Plans include the creation of walk-through opportunities with urban and plaza spaces combined with retail. Additional parking would be added on Treadwell Street.

The redevelopment recommendation would cost a total of $18.2 million, with an anticipated public investment of between $4.5 million and $5 million.

“What we envision is a project that will spur other development there in the downtown corridor that will serve as a catalyst,” said Larry Salley, chairman of the HBCU Community Development Action Coalition and principal of the OUDP.

“We really want to make this a comprehensive development that of course embodies the vision of revitalization that you all see for the community,” he said.

The group has had conversations with both Claflin University and South Carolina State University, which will have an ownership interest in the development of the corner.

“We recognize the needs of the community,” Salley said. “We certainly are working with the community to realize their vision.”
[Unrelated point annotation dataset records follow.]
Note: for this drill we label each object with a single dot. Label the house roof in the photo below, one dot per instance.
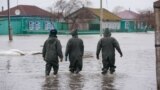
(127, 14)
(91, 13)
(107, 15)
(27, 10)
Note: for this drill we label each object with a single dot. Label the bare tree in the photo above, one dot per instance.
(118, 9)
(147, 17)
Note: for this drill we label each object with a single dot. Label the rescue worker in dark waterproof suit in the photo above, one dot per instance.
(51, 50)
(75, 50)
(108, 45)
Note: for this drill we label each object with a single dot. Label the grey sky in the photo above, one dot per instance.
(134, 5)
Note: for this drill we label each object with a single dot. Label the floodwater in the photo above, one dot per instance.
(135, 70)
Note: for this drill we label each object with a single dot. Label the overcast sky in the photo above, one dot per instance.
(133, 5)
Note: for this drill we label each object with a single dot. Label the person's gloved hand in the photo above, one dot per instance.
(121, 55)
(97, 57)
(61, 60)
(66, 58)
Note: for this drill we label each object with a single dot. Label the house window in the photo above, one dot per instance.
(31, 25)
(37, 25)
(34, 25)
(49, 25)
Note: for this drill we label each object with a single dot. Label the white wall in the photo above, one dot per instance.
(111, 24)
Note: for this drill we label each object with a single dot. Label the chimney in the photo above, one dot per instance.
(2, 8)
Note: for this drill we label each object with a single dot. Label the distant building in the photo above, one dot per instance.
(89, 19)
(27, 19)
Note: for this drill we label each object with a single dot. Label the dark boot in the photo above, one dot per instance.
(71, 70)
(104, 71)
(77, 71)
(112, 69)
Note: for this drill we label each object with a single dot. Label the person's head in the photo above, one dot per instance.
(74, 33)
(107, 33)
(53, 33)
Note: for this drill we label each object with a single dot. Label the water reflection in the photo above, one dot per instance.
(51, 83)
(76, 82)
(108, 82)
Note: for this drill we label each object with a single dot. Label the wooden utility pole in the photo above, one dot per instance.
(9, 24)
(157, 41)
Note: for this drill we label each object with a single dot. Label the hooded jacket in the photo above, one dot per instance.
(108, 45)
(75, 47)
(52, 49)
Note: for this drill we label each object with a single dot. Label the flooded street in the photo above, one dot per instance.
(135, 70)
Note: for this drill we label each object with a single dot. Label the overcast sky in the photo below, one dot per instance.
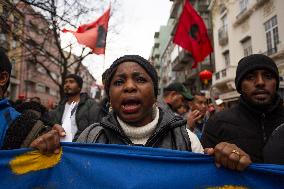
(135, 22)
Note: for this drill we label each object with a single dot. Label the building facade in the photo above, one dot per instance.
(175, 63)
(241, 28)
(11, 26)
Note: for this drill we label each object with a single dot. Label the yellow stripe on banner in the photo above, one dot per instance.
(34, 161)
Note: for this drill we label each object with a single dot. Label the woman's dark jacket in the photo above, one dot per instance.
(244, 125)
(170, 133)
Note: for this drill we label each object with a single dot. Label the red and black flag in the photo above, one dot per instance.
(191, 34)
(93, 35)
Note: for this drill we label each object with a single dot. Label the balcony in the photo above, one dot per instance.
(223, 35)
(224, 76)
(3, 41)
(181, 61)
(243, 15)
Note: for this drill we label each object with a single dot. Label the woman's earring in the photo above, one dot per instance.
(154, 108)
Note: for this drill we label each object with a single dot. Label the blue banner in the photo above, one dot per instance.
(116, 166)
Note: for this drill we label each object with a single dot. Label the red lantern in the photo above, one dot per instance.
(205, 75)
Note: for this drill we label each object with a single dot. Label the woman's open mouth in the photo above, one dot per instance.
(130, 106)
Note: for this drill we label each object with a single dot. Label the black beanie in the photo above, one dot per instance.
(255, 62)
(77, 78)
(149, 68)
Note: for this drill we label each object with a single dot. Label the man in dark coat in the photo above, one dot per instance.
(249, 124)
(84, 110)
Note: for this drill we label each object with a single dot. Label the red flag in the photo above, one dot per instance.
(191, 34)
(93, 35)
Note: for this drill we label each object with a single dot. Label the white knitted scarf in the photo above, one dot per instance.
(140, 135)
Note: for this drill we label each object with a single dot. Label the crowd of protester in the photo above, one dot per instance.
(133, 113)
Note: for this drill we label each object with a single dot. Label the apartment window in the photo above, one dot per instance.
(40, 88)
(224, 73)
(272, 37)
(243, 5)
(247, 47)
(52, 92)
(5, 12)
(226, 58)
(40, 69)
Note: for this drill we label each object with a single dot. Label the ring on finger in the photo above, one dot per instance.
(236, 152)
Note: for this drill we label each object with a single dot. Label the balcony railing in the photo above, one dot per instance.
(223, 35)
(224, 75)
(270, 51)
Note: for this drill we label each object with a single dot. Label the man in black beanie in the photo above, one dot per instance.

Bob Jenkins, a partner in OUDP, expressed his appreciation for the confidence the city has placed in the company. He promised to work with all interested parties, including citizens, the universities and businesses to “build a fantastic, great project.”

“We put together a team, a team that we are confident can get this job done,” Jenkins said. “This project is going to have multiple goals.
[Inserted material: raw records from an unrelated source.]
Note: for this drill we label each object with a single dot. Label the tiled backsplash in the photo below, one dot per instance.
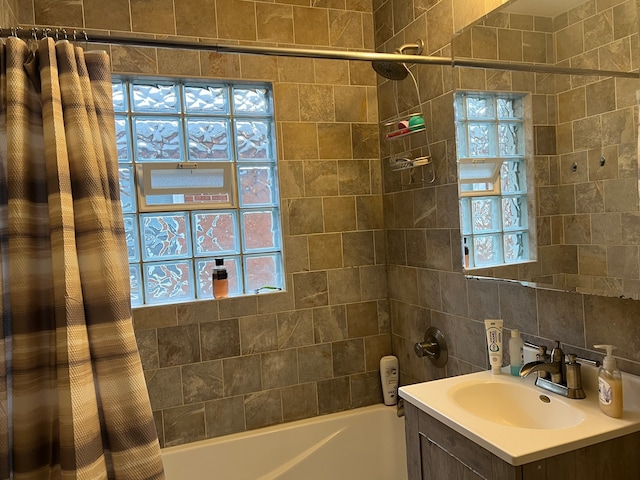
(426, 283)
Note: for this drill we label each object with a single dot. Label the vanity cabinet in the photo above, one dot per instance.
(437, 452)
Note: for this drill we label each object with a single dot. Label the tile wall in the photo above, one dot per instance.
(366, 255)
(219, 367)
(426, 282)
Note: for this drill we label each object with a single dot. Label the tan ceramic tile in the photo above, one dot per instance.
(152, 16)
(287, 107)
(616, 55)
(353, 177)
(178, 62)
(311, 26)
(350, 104)
(109, 16)
(236, 20)
(295, 70)
(291, 179)
(317, 103)
(339, 214)
(196, 18)
(439, 26)
(219, 65)
(509, 45)
(66, 13)
(345, 29)
(134, 60)
(259, 67)
(334, 140)
(325, 251)
(484, 43)
(331, 72)
(300, 141)
(305, 216)
(534, 47)
(274, 23)
(320, 178)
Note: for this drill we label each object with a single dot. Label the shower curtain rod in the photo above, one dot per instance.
(35, 32)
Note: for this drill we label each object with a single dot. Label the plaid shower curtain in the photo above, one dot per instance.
(73, 400)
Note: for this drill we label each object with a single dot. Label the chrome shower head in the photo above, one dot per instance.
(397, 70)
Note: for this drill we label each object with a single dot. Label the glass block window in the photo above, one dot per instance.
(492, 178)
(198, 181)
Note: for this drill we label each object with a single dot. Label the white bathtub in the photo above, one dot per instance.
(362, 444)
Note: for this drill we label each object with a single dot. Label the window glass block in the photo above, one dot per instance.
(135, 281)
(215, 233)
(122, 139)
(487, 250)
(514, 213)
(516, 247)
(127, 189)
(510, 139)
(485, 213)
(256, 186)
(154, 98)
(208, 139)
(119, 92)
(460, 107)
(206, 99)
(204, 271)
(165, 236)
(263, 271)
(251, 100)
(253, 140)
(482, 140)
(465, 215)
(462, 140)
(260, 230)
(513, 177)
(131, 236)
(157, 139)
(480, 107)
(509, 108)
(168, 282)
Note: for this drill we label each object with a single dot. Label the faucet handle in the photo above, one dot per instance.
(557, 355)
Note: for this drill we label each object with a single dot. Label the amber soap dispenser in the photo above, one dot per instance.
(220, 280)
(610, 385)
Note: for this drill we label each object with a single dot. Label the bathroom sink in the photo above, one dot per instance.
(519, 422)
(515, 405)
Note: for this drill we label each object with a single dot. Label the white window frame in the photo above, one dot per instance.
(473, 172)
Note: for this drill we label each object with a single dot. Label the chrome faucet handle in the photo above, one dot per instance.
(557, 357)
(543, 356)
(574, 378)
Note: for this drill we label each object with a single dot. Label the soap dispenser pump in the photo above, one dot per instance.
(610, 385)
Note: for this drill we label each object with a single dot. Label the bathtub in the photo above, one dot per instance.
(361, 444)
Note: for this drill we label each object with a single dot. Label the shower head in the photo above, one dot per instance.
(397, 70)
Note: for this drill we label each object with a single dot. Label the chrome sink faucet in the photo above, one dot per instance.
(565, 379)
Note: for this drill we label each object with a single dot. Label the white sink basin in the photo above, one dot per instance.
(515, 405)
(509, 415)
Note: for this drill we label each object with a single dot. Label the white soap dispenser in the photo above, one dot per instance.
(610, 385)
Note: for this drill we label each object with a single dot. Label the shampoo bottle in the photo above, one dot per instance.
(610, 385)
(220, 280)
(516, 352)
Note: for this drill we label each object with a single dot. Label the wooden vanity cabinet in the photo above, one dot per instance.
(437, 452)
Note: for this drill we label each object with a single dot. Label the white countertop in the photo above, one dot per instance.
(517, 445)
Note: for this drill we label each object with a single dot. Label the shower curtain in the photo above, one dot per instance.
(73, 400)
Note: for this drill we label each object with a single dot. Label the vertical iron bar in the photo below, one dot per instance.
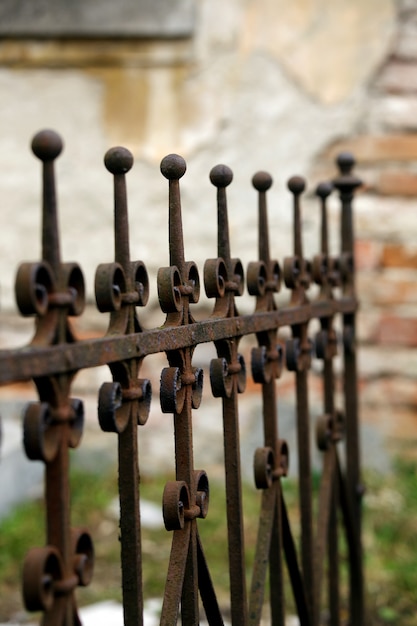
(346, 183)
(234, 505)
(305, 484)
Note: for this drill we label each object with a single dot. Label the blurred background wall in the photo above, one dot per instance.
(256, 84)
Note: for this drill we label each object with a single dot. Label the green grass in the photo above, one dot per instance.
(389, 538)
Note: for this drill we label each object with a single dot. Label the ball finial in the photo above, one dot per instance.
(47, 145)
(262, 181)
(221, 176)
(118, 160)
(324, 190)
(296, 185)
(345, 162)
(173, 166)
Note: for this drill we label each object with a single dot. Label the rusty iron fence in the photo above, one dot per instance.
(52, 291)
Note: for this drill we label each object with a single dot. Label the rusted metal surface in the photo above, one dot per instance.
(53, 291)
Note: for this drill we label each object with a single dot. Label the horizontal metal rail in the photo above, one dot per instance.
(53, 292)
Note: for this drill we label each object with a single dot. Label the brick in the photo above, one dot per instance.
(400, 256)
(377, 148)
(398, 77)
(367, 254)
(397, 183)
(393, 113)
(388, 288)
(397, 330)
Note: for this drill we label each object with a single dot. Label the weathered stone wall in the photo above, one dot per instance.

“It will serve as a gateway to downtown Orangeburg. It will serve as a bridge between the universities and the community, the downtown.”

Jenkins said the project will also pay homage to the history of the Railroad Corner and the achievements and successes of Black businesses.

Jenkins said he was personal friends with the late Paul Webber III, who was a judge on the Superior Court of the District of Columbia.

Webber was the son of Paul Rainey Webber Jr. and Clemmie Embly Webber, who ran the College Soda Shop at the Railroad Corner.

“We understand the history we are going to recognize and honor,” Jenkins said.

Jenkins said the project will bring quality housing for students as well as quality goods, services and amenities “so students at Claflin and South Carolina State can walk across the street and have the same amenities as they do in Columbia at the University of South Carolina.”

Jenkins said the group is committed to bringing back the historic State Theater as well.

“I have worked on a lot of projects in my career but this is without question my favorite,” he said.

The city will enter negotiations for a Memorandum of Understanding with Virginia-based OUDP and then, once executed, begin negotiations on the development agreement for the site, according to a city press release.

Hopes are that ground will be broken on the project by the third quarter of 2023.

“We just can’t wait,” Orangeburg Mayor Michael Butler said.

City leaders will address project costs as the process develops.

Minority-owned OUDP was one of two groups to submit full proposals to develop the property.

During the application process, the University of North Carolina Chapel Hill’s School of Government Development Finance Initiative had direct communication with 38 firms.

City leaders engaged DFI in December 2020 to evaluate the redevelopment feasibility of Railroad Corner.

The groups submitting proposals were vetted and reviewed by the DFI.